Vu la procédure suivante :
Procédure contentieuse antérieure :
Mme D... B... et M. C... B... ont demandé au tribunal administratif de Strasbourg d'annuler les décisions 22 juin 2022 par lesquelles la préfète du Bas-Rhin a refusé de leur octroyer le bénéfice de la protection contre l'éloignement.
Par un jugement n° 2208350, 2208351 du 18 octobre 2023, le tribunal administratif de Strasbourg a rejeté leurs demandes.

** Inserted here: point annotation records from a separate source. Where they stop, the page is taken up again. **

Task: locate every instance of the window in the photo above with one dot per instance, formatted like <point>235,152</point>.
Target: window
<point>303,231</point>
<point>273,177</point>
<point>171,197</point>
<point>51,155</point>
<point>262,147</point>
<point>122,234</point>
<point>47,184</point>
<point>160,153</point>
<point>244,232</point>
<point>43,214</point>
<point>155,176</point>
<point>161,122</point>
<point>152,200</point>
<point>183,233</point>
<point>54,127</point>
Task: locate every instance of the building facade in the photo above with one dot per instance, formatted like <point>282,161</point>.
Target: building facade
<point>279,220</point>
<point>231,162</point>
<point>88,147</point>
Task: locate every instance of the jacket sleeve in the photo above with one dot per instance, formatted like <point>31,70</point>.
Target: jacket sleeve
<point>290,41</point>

Procédure devant la cour :
I. Par une requête enregistrée le 22 janvier 2024, sous le n° 24NC00177, Mme B..., représentée par Me Carraud, demande à la cour :
1°) avant-dire-droit d'appeler à la cause l'Office français de l'immigration et de l'intégration en tant que défendeur ou à tout le moins en tant qu'observateur, d'enjoindre à l'Office de produire les éléments sur lesquels il s'est fondé pour considérer que son fils pourrait bénéficier effectivement d'un traitement approprié en Albanie et à défaut d'enjoindre à la préfète du Bas-Rhin de produire ces éléments ;
2°) d'annuler ce jugement en ce qui la concerne ;
3°) d'annuler, pour excès de pouvoir, la décision du 22 juin 2022 prise à son encontre par la préfète du Bas-Rhin ;
4°) d'enjoindre à la préfète du Bas-Rhin de lui délivrer un titre de séjour à compter de la notification de l'arrêt à intervenir sous astreinte de 100 euros par jour de retard ou, à défaut, de réexaminer sa situation administrative dans un délai d'un mois à compter de la notification de l'arrêt à intervenir et de lui délivrer pendant cet examen une autorisation provisoire de séjour, sous la même astreinte ;
5°) de mettre à la charge de l'Etat le versement à son conseil d'une somme de 1 500 euros sur le fondement des articles L. 761-1 du code de justice administrative et 37 de la loi du 10 juillet 1991.
Elle soutient que :
- la décision de refus de protection contre l'éloignement est entachée d'un vice de procédure dès lors que la préfète du Bas-Rhin a instruit sa demande sur le fondement des dispositions du 9° de l'article L. 611-3 du code de l'entrée et du séjour des étrangers et du droit d'asile alors qu'elle a sollicité la délivrance d'un titre de séjour en raison de l'état de santé de son fils mineur au titre des dispositions de l'article L. 425-10 du même code ;
- ce vice de procédure l'a privée d'une garantie dès lors que l'avis médical de l'Office français de l'immigration et de l'intégration n'a pas été rendu sur la base d'un rapport établi par un médecin de l'Office ;
- aucune disposition du code de l'entrée et du séjour des étrangers et du droit d'asile ne prévoit que les dispositions du 9° de l'article L. 611-3 de ce code sont applicables aux parents d'un enfant mineur malade ;
- les premiers juges n'ont pas répondu à ce moyen ;
- la préfète a commis une erreur de droit en enregistrant puis en instruisant sa demande d'admission au séjour comme une demande de protection contre l'éloignement ;
- la décision contestée est entachée d'un défaut de base légale et d'une erreur de droit dès lors que les dispositions du 9° de l'article L. 611-3 du code de l'entrée et du séjour des étrangers et du droit d'asile ne sont pas applicables aux parents d'un enfant malade ;
- cette décision méconnaît les dispositions de l'article L. 425-10 du code de l'entrée et du séjour des étrangers et du droit d'asile ;
- elle méconnaît les stipulations de l'article 8 de la convention européenne de sauvegarde des droits de l'homme et des libertés fondamentales ;
- elle méconnaît les stipulations du paragraphe 1 de l'article 3 de la convention internationale relative aux droits de l'enfant.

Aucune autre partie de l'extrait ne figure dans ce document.